Sunday, October 21, 2007

Probability Disambiguation

Probability is a meta-physical concept.

This is the reason why it is difficult for many people to fully grasp and work with. We are accustomed to interacting with concepts that are or can be connected with the physical world that we experience through our senses. We understand things like location and size, because we experience those physical concepts through our senses.

Probability, chance, is not something that is experienced through the senses, and we try to form physical analogues in hopes that these will explain it to those of us with a weaker imagination (apologies for the arrogance; it's meant to motivate, not to insult).

Probability is a meta-physical concept.

Let's take, for an example, a particle, suspended in space, at a point, A, and that point, A, happens to be nearby your face.
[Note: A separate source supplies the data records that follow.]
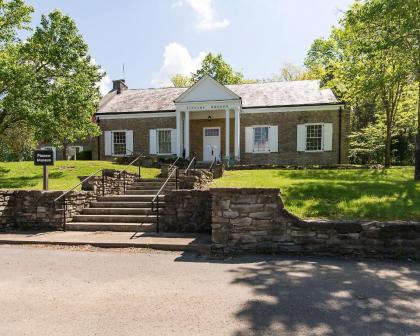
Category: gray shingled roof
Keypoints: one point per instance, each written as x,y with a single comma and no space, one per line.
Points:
292,93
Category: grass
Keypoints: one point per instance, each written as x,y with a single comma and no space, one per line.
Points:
62,176
389,194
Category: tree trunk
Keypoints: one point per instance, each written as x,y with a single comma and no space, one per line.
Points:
388,147
417,153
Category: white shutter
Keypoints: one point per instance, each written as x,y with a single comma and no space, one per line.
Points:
301,138
273,139
173,141
249,140
108,143
129,143
152,141
327,137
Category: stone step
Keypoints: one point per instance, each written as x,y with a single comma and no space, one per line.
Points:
117,211
115,227
116,218
128,198
124,204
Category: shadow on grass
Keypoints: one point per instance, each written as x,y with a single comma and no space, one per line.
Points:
361,200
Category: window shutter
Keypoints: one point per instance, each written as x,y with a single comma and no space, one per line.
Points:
273,138
129,143
249,140
301,138
152,141
327,137
108,143
173,141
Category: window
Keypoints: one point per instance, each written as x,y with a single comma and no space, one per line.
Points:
211,132
314,137
261,139
119,143
164,141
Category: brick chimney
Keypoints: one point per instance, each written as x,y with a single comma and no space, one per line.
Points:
119,85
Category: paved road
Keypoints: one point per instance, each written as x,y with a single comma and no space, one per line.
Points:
45,291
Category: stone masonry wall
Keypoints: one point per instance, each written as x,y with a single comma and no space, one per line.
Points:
187,211
35,209
254,220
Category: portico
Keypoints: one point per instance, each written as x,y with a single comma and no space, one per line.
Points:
213,110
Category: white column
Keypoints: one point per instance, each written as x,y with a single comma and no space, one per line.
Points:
227,132
187,134
178,133
237,134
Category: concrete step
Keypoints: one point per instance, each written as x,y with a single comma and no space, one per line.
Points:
115,218
142,187
156,184
129,198
117,211
114,227
123,204
134,239
152,192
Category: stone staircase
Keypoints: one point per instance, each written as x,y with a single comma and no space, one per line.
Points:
131,212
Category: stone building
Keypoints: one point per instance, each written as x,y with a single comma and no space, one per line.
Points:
293,122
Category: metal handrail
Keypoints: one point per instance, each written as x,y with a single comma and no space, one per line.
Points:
172,170
189,165
212,164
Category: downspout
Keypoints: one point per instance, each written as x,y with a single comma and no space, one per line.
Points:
340,116
99,143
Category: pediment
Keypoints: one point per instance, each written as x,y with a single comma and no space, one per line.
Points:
206,89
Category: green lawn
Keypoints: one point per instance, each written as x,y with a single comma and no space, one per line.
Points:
338,194
63,175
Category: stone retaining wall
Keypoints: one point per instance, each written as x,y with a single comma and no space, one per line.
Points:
254,220
187,211
35,210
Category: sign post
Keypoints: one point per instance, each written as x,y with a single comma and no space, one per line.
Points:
44,158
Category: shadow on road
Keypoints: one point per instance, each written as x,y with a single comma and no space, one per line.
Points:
319,296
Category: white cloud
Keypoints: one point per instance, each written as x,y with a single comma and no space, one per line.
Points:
205,12
105,85
176,60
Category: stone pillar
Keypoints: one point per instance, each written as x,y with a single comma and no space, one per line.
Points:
237,134
227,131
178,133
187,134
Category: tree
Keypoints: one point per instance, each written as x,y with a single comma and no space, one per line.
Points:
217,68
49,81
181,81
291,72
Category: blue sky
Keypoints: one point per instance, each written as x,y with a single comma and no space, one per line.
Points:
156,38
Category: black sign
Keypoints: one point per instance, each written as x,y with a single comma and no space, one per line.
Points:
44,157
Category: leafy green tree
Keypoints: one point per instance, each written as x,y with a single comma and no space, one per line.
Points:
216,67
181,81
49,81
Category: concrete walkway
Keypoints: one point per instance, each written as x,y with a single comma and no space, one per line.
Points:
67,291
162,241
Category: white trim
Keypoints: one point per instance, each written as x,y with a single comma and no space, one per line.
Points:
202,79
157,140
220,138
322,138
292,109
137,115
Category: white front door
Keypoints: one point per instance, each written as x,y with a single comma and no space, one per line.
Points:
211,143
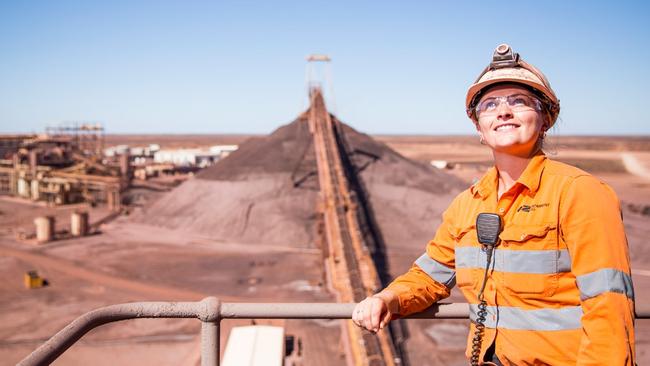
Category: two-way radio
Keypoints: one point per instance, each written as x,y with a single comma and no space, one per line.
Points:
488,227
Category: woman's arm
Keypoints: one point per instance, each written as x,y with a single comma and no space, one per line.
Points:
428,280
592,226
The familiar physical interpretation of your surrounding universe, in that case, is that there exists a particle, in front of your face, at point, A.

The probabilistic interpretation of the universe surrounding you, in that case, is that there exists a particle, and it exists everywhere, not just at point, A, but with a varying density of existence. It's existence is very sparse at most loci in the universe, but is very dense at point, A; it still exists everywhere, however.

The gap between these two interpretations is the reason why the idea that an electron, existing around a nucleus, has undetermined, stochastic location is mystical to the physicist, while the mathematical scientist shrugs his shoulders and nods a 'okay, go on' to the same.

The domain of existence of our particle was a spacial one. A stochastic variable might have a univariate Gaussian density, in which case, it's domain of existence would be the real field, a numeric domain of existence. In the same way as the particle, the stochastic variable has all real numeric values, but has varying density over the real field.

An analogue many-a-times used to embed the concept of a stochastic variable into the mind of the student is to view it as a collection of determined numbers, and its density as a sort of normalised population histogram. This is a convenient view to use, but it is not a faithful one. The inadequacy of this approach exposes itself in the fact that students have much trouble in more advanced applications of probability theory. The problem with this view is that it does not define a stochastic variable, it is a physical situation for which a stochastic variable may be used as a model. The stochastic variable itself is not a collection of numbers, it is not a number in the field. The stochastic variable is a mathematical meta-object.